As I am often reminded, there’s a large portion of the adult population that spends little or no time watching cartoons, and this – like many similar ying/yang-ish situations makes me both happy and sad.
I am of course always happy to know that I operate outside of the cultural status quo, but I am saddened that so many folks either consider themselves to old to enjoy cartoons, or (God forbid) consider them to be somehow “beneath” them and unworthy of their attention.
These people remind me of that nasty Eva Braun-ish principal in Uncle Buck who rails at Buck’s niece because she considers her actions to be frivolous, after which the mighty (and mightily missed) John Candy gets up and reads her the riot act about how she’s out of her mind and kids ought to be allowed to be kids (i.e. frivolous in all things).
I couldn’t agree more, and would like to add that I consider myself basically little more (at least spiritually) than a rather large kid (wasn’t it George Carlin who once said that old people are just bent kids?) and despite the shackles of adulthood (working for a living, bills and the like) I can still take time to enjoy some of the things that I liked when I was a kid, as well as watching my own kids dig these things as well.
Part of this is based in my own dislike for a lot of what passes for juvenile entertainment these days (though there are some cool things, like the ‘Upside Down Show’, ‘Jacks Big Music Show’ and the upcoming ‘Yo Gabba Gabba’ which looks insane).
Some of it is also the need to recharge via laughter, derived from things almost entirely free of irony or subtext, and I don’t think you need to be reminded that such things are in short supply these days.
Such a thing is the original Popeye cartoons.
Back in the day, when the Fleischer brothers (Max and Dave) pulled Popeye from EC Segar’s pages and whipped him up onto the screen, the character grew in popularity to a point where he rivaled even Disney’s Mickey Mouse (oh, that it were so today….).

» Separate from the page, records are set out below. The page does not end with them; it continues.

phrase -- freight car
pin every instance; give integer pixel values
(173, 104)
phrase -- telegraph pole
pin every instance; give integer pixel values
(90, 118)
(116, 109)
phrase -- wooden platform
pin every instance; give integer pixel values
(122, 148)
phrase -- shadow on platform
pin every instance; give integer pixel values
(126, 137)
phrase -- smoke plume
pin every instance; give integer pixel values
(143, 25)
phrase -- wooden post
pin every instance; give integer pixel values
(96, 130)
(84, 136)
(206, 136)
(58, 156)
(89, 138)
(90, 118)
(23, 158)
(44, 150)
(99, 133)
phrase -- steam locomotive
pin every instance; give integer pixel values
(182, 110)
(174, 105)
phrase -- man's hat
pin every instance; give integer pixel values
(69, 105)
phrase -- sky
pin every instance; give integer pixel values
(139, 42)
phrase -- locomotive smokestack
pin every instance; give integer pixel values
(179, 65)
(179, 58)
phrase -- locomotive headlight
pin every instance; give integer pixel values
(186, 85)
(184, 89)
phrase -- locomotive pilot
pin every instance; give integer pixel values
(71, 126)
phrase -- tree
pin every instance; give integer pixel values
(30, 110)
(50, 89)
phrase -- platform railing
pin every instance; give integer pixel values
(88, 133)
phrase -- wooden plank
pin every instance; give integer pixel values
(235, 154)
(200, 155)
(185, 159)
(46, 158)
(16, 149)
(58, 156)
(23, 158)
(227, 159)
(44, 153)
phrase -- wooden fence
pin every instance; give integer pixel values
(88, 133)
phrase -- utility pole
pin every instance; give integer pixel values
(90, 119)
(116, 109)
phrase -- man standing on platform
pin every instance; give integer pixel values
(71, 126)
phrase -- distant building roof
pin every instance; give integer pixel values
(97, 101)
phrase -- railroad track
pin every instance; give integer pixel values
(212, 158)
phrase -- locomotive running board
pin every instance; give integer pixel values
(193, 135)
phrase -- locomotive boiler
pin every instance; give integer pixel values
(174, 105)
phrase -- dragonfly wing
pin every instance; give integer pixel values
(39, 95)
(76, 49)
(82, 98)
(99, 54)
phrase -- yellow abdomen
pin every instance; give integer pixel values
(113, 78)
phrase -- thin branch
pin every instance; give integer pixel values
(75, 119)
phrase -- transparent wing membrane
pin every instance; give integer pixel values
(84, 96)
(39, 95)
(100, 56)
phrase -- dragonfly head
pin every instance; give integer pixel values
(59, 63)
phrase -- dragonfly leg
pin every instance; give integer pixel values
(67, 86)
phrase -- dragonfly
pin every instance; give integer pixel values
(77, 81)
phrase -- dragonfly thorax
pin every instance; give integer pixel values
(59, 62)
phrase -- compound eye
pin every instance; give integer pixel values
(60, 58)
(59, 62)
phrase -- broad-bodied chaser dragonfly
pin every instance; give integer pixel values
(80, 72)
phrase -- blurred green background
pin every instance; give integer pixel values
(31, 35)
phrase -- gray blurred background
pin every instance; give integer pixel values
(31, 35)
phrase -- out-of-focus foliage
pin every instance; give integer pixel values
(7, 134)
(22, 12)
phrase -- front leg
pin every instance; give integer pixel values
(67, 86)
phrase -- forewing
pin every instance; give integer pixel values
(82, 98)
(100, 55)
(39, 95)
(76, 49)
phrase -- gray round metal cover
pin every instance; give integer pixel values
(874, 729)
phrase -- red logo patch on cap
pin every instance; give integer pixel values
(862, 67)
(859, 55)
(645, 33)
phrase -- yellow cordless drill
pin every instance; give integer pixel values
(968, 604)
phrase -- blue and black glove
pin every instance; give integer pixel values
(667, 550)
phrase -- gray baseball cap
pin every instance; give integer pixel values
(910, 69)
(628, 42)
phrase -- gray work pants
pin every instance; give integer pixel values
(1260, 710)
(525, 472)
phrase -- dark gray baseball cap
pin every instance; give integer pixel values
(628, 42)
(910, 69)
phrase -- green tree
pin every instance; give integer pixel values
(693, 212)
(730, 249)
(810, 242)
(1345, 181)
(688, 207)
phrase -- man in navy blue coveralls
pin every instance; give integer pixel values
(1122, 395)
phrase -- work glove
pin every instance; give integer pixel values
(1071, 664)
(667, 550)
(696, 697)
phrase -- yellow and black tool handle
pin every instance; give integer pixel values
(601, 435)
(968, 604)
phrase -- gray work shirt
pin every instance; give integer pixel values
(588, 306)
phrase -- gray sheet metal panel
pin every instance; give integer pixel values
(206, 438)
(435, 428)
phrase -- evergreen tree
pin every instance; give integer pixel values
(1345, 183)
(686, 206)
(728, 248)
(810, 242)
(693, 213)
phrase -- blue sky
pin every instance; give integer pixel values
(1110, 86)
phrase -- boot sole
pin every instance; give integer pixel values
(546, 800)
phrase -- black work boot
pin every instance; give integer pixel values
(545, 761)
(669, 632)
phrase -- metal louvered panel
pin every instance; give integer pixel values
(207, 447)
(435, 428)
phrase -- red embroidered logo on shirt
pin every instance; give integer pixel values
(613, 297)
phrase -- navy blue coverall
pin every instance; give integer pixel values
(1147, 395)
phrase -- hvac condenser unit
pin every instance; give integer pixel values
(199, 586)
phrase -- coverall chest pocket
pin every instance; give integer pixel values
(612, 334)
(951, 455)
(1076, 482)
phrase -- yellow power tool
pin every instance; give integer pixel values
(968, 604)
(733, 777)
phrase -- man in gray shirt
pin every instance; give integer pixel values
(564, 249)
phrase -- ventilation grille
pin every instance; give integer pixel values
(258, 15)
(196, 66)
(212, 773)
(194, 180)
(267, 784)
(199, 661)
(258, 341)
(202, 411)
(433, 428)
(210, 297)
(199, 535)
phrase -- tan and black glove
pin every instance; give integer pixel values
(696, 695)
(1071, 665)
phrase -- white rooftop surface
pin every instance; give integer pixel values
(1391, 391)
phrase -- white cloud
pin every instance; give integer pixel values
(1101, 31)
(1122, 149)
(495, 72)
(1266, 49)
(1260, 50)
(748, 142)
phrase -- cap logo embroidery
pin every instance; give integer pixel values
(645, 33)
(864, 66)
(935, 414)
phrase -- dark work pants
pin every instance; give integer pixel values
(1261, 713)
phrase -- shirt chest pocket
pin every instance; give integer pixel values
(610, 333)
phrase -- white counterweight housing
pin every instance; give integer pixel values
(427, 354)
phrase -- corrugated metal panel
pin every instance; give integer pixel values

The best thing about the 1930’s Popeye cartoons is that they aren’t just funny on a gag level, but like the best cartoons, animated and otherwise, they look funny as well.
All of my favorite cartoonists (a profession to which I once aspired) have always been able to tickle the funny bone with images as well as words. Sure there are cartoons out there that lean more on the verbal side of humor (which kind of defeats the purpose of having illustrations, n’est ce pas??), but the best – at least in my eyes – are those that are able to get laughs via the drawings as well.
The Popeye cartoons mixed memorable stock characters/situations (is there a single short that doesn’t cumulate in a fight between Popeye and Bluto?) with a really unusual drawing style (which was reflected in the 1960’s underground, especially R. Crumb). The animation of the characters is brilliant, especially Olive Oyl who’s wild, rubbery movements are a marvel.
The good folks at Warner Brothers have gone back and taken these cartoons (many of which languished in the public domain, and sub-sub-standard video issues), and reissued them with an eye toward quality (the prints are immaculate). There are also tons of extras including documentaries and early silent animation.
We’re about halfway through the set, and I look forward to a planned second volume (post-1938) coming in the Fall.
I’ll be back later in the week with some more music.